The functionality of the obsessive symptoms is also considered in treatment. For instance, compulsions may serve to compensate for intense self-doubt or regulate relationships with close individuals. Involving family members in therapy is recommended, especially if they are involved in the rituals.

In the past, psychoanalytical/psychodynamic psychotherapy has been used with good effect, but there is little evidence-based data related to this psychotherapeutic technique.

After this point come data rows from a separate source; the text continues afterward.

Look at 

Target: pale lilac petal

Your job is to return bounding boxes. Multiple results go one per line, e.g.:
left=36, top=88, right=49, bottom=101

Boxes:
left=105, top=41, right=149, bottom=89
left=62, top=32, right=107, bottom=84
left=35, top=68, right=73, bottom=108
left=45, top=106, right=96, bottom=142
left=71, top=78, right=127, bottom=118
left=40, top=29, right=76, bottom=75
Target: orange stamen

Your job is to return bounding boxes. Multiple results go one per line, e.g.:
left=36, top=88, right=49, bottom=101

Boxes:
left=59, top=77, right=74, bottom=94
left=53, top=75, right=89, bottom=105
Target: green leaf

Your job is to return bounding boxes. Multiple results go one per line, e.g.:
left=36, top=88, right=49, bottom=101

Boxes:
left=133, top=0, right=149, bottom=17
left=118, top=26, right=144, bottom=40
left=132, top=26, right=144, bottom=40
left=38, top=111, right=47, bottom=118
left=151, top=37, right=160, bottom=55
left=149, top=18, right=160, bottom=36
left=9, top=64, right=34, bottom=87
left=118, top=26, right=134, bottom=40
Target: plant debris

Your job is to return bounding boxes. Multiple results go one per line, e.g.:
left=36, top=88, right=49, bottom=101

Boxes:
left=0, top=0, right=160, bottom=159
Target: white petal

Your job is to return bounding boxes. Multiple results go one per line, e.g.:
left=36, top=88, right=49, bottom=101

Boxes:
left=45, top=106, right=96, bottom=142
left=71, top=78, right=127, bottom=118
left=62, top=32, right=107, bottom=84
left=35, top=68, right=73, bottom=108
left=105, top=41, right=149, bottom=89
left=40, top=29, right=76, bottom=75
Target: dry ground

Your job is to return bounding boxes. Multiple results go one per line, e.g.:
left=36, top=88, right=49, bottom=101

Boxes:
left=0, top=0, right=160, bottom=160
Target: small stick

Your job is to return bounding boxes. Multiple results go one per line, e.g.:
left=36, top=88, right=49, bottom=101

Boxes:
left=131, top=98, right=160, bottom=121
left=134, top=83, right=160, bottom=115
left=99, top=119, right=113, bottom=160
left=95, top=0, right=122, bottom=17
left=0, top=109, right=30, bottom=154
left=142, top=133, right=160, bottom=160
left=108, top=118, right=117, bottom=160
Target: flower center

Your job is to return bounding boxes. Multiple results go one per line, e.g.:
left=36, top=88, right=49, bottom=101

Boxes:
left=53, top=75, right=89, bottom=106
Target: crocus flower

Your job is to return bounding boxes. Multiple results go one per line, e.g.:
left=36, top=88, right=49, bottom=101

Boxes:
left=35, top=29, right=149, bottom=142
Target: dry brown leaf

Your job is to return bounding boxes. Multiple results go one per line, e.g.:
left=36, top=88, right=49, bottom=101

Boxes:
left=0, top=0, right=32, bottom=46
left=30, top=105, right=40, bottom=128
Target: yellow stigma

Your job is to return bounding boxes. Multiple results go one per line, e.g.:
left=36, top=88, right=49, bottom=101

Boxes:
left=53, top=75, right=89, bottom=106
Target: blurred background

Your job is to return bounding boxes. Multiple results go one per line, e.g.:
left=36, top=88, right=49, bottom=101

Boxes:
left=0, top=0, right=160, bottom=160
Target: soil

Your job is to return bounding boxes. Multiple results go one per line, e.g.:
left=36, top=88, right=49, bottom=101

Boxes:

Treatment of OCD (Obsessive-Compulsive Disorder). Summary

The treatment of Obsessive-Compulsive Disorder – especially such with very severe life changing symptoms- can be long and difficult. Evidence based studies show that the best treatment results can be achieved by using psychiatric medication, mostly antidepressants, in combination with psychotherapy.

The most effective psychotherapeutic approach is Cognitive Behavioral Therapy (CBT) with Exposure and Response Prevention (ERP). During the course of treatment, the level of exposure is increased, and the patient has to learn how to suppress the compulsion and tolerate the discomfort and anxiety caused by not following the compulsion (“response prevention”).

ERP has a strong evidence base and is considered the most effective treatment for OCD.

Early intervention is crucial to prevent the numerous consequences of the disorder. Even if the illness has persisted for decades, the right therapy can still be highly successful. While symptoms may not completely disappear for all patients, many experience a significant increase in quality of life as the intensity of obsessions and compulsions diminishes.